North End is a mainly residential neighbourhood in the middle of Portsea Island in Portsmouth, England.  It developed rapidly after a horse-drawn tram route was opened between Portsmouth and Cosham. The area is composed of mainly late Victorian to early 20th-century buildings. It is bounded to the west by Stamshaw, to the south by Buckland and Kingston, to the east by Copnor and by Hilsea to the north.

Name
North End's name is derived from its origin as a northern expansion of the (then) village of Kingston, forming the "northern end" of Kingston.
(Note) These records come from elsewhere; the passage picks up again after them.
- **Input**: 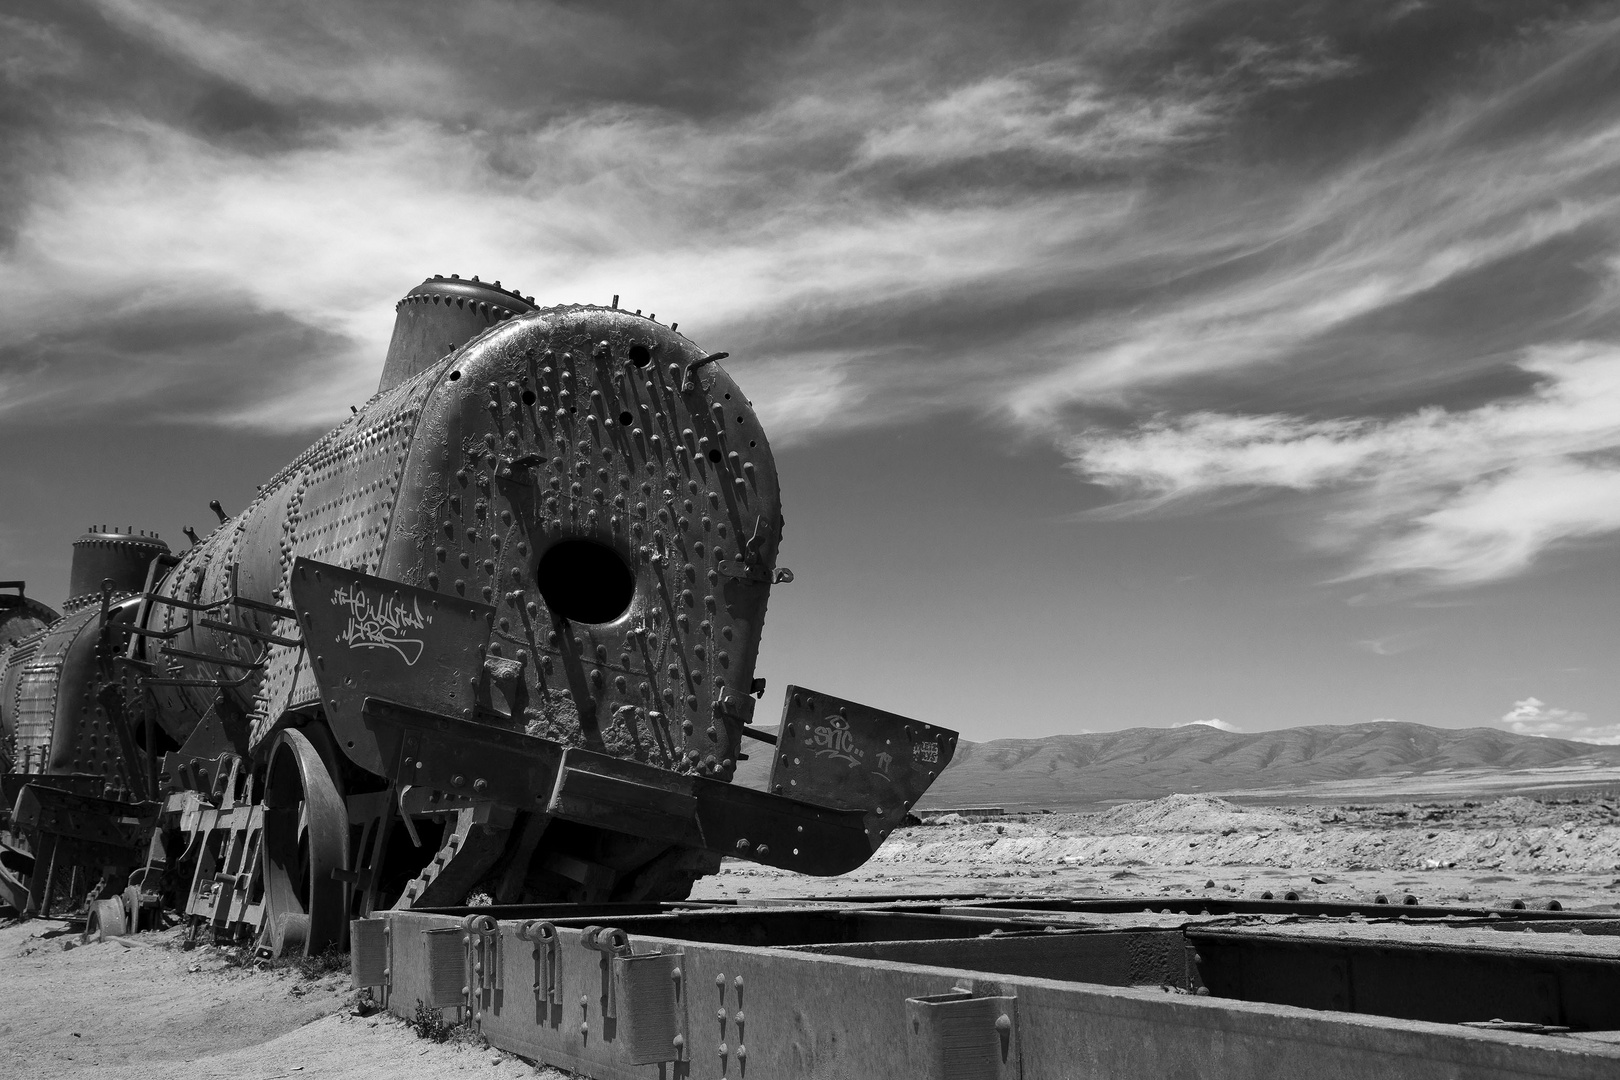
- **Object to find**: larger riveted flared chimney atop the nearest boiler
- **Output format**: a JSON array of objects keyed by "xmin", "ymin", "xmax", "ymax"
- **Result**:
[{"xmin": 377, "ymin": 274, "xmax": 535, "ymax": 393}]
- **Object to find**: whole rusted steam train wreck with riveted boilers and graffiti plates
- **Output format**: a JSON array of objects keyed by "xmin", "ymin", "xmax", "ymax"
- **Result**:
[{"xmin": 0, "ymin": 277, "xmax": 954, "ymax": 950}]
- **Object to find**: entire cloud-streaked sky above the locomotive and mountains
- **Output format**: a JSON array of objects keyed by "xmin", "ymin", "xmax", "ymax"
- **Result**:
[{"xmin": 0, "ymin": 0, "xmax": 1620, "ymax": 743}]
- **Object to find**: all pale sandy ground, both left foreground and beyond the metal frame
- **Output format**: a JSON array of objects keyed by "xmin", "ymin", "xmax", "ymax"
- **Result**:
[{"xmin": 0, "ymin": 795, "xmax": 1620, "ymax": 1080}]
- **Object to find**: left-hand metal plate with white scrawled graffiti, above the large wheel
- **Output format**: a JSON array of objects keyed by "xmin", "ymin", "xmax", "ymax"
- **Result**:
[{"xmin": 290, "ymin": 559, "xmax": 496, "ymax": 772}]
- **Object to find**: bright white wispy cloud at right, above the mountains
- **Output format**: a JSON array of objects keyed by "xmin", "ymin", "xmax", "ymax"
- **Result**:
[{"xmin": 1072, "ymin": 345, "xmax": 1620, "ymax": 585}]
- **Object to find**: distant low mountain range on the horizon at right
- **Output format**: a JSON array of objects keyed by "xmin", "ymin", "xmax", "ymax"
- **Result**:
[{"xmin": 737, "ymin": 722, "xmax": 1620, "ymax": 810}]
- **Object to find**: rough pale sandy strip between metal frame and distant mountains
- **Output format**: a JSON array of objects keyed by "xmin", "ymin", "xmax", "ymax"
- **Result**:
[{"xmin": 693, "ymin": 795, "xmax": 1620, "ymax": 910}]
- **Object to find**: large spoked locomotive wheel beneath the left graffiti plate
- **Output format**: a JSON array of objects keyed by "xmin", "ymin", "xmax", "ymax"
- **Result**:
[{"xmin": 261, "ymin": 729, "xmax": 348, "ymax": 955}]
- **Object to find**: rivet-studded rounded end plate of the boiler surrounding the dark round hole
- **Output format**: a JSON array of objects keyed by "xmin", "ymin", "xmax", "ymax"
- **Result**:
[{"xmin": 411, "ymin": 306, "xmax": 779, "ymax": 774}]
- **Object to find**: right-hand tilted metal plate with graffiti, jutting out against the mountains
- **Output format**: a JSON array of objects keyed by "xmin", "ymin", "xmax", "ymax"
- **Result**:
[{"xmin": 770, "ymin": 687, "xmax": 956, "ymax": 847}]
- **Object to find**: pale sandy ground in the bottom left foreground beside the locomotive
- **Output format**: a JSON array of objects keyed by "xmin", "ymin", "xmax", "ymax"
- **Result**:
[{"xmin": 0, "ymin": 920, "xmax": 565, "ymax": 1080}]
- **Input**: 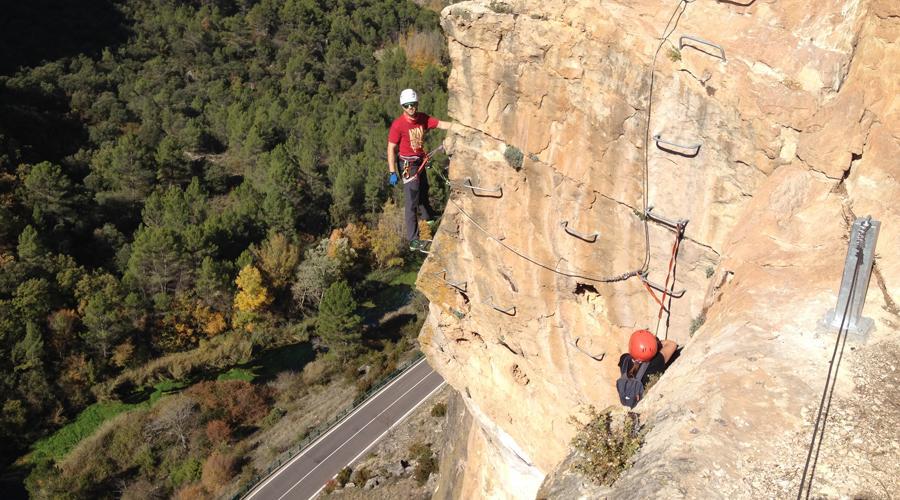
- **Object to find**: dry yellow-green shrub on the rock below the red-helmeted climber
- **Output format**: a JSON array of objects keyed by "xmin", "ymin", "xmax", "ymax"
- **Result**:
[{"xmin": 572, "ymin": 407, "xmax": 647, "ymax": 486}]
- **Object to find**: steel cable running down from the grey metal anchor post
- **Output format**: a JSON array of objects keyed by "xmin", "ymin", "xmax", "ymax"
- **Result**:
[{"xmin": 797, "ymin": 225, "xmax": 868, "ymax": 500}]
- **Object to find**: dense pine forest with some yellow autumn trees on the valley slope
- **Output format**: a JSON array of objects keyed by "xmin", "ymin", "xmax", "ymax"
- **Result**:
[{"xmin": 0, "ymin": 0, "xmax": 449, "ymax": 498}]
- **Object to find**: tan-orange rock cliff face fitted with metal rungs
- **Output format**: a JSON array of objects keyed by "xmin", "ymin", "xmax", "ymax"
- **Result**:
[{"xmin": 418, "ymin": 0, "xmax": 900, "ymax": 498}]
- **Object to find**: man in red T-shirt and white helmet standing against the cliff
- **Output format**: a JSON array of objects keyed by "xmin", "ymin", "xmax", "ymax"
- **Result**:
[{"xmin": 387, "ymin": 89, "xmax": 450, "ymax": 250}]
Shopping, leisure and recreation 
 North End continues to support a wide range of small traders, supermarkets and other retailers, as well as a variety of pubs and budget fast food outlets.
 The Odeon cinema, opened in the 1930s and built in the Art Deco style, was a prominent local landmark until its closure in January 2008. The building was designed by Andrew Mather. The auditorium buildings have remained intact, although in extremely poor condition. The foyer of the building was then used as an OJ's Discount Store in December 2008, and later a Sainsbury's Local in December 2012 until its closure in 2020. A Polish Supermarket now accompanies the space.
 A public library operates near the junction of North End with Gladys Avenue.

Churches
There are two main Anglican churches in the area:
St Mark, Portsea, which is sited in Derby Road just off the main London Road shopping centre.  The church stood from 1874 to 1970 on the corner of London Road with Derby Road, before being rebuilt in the late 1960s at its present site in Derby Road opposite the former site.
The Church of the Ascension in Stubbington Avenue, which was carved out of the old St Mark's Parish.  The worship at this church is high Anglican.

There is also a Roman Catholic church on Gladys Avenue, Corpus Christi.